Als vor 100 Jahren in Schaumburg- Lippe Missionsfeste gefeiert wurden, geschah dies im Bewusstsein, aus einer christlichen Mehrheitsgesellschaft heraus die Ausbreitung des Evangeliums und diakonische Arbeit in einem anderen Land zu ermöglichen und dafür Missionsfamilien in ihrem Einsatz zu unterstützen. Es wurde bald deutlich: Mission konnte nicht mit westlichen Errungenschaften begründet werden. Zu sehr war die sogenannte westliche Zivilisation durch die beiden Weltkriege in Erklärungsnot gekommen. Die neue Konzentration auf die Missio Dei, d.h. das Wirken Gottes mit Menschen in jeder Kultur, öffnete die Bereitschaft zu gegenseitiger missionarischer Tätigkeit in ökumenischer Verbundenheit. Aus sogenannten Missionskirchen wuchsen einige heutige Partnerkirchen des ELM mit ihren eigenen Mitarbeiterinnen und Mitarbeitern, die oft ehrenamtlich ihre Gemeinde leiteten.

Zahlreiche Kirchbauten in Äthiopien wurden in den 80iger und 90iger Jahren von Gemeinden in Schaumburg- Lippe mitfinanziert. Als Mitarbeiter des ELM in Äthiopien, der aus Schaumburg-Lippe entsandt war, habe ich dies Interesse an einer wachsenden Kirche, die sich durch geschulte Ehrenamtliche auch über ihre eigenen Gemeindegrenzen hinweg ausbreitet, sehr wahrgenommen und geschätzt.

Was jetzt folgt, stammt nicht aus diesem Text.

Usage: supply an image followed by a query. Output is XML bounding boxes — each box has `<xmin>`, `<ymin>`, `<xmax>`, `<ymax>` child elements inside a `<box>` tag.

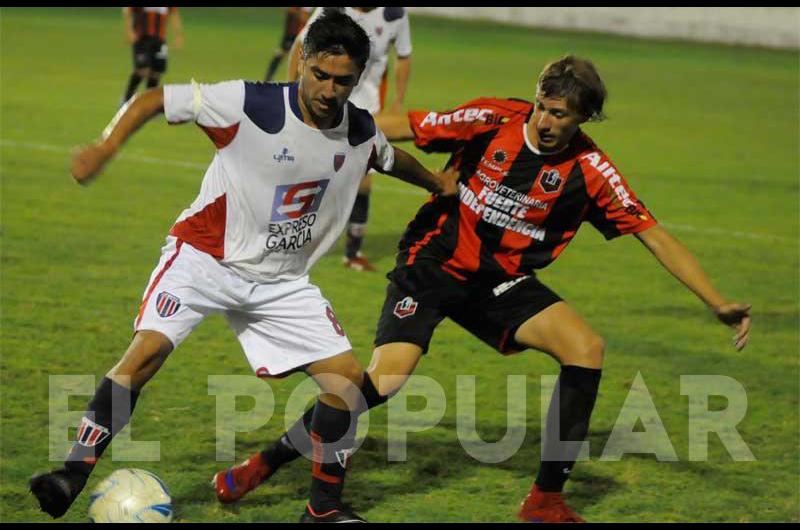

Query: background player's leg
<box><xmin>306</xmin><ymin>352</ymin><xmax>364</xmax><ymax>515</ymax></box>
<box><xmin>30</xmin><ymin>331</ymin><xmax>172</xmax><ymax>517</ymax></box>
<box><xmin>344</xmin><ymin>173</ymin><xmax>375</xmax><ymax>271</ymax></box>
<box><xmin>122</xmin><ymin>68</ymin><xmax>150</xmax><ymax>103</ymax></box>
<box><xmin>264</xmin><ymin>48</ymin><xmax>287</xmax><ymax>83</ymax></box>
<box><xmin>514</xmin><ymin>302</ymin><xmax>604</xmax><ymax>520</ymax></box>
<box><xmin>147</xmin><ymin>71</ymin><xmax>161</xmax><ymax>88</ymax></box>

Heute schreiben sich junge Menschen mit ihren Erfahrungen z.B. im Freiwilligen-Programm „Seitenwechsel“ in die Geschichte des partnerschaftlichen Miteinanders ein.

Nord- Süd Austausch und Süd- Nord Austausch gehören darum zu dem, wie wir heute auch in Schaumburg Lippe ökumenische Verbundenheit erleben. Biografisch geprägte Missionsberichte, wie ich sie vor 50 Jahren noch im Hermannsburger Missionsblatt gelesen und gesammelt habe, wurden abgelöst durch vielfache persönliche Begegnungen im digitalen Raum: per Livestream wird bei einem Partnerschaftsgottesdienst eine Gemeinde aus Südafrika zugeschaltet. Begegnung und Glaube ereignen sich auch im digitalen Raum über kulturelle Grenzen hinweg. Ökumenische Verbundenheit unserer Landeskirche hat einen Wandel erlebt, der auch im 21. Jahrhundert weitere Spuren zeichnen wird.

Dr. Burkhard Peter war vom ELM 1985 bis 2000 nach Äthiopien entsandt. Bis zu seinem Eintritt in den Ruhestand im Juni 2024 war er Superintendent des Kirchenkreises Schaumburg-Lippe.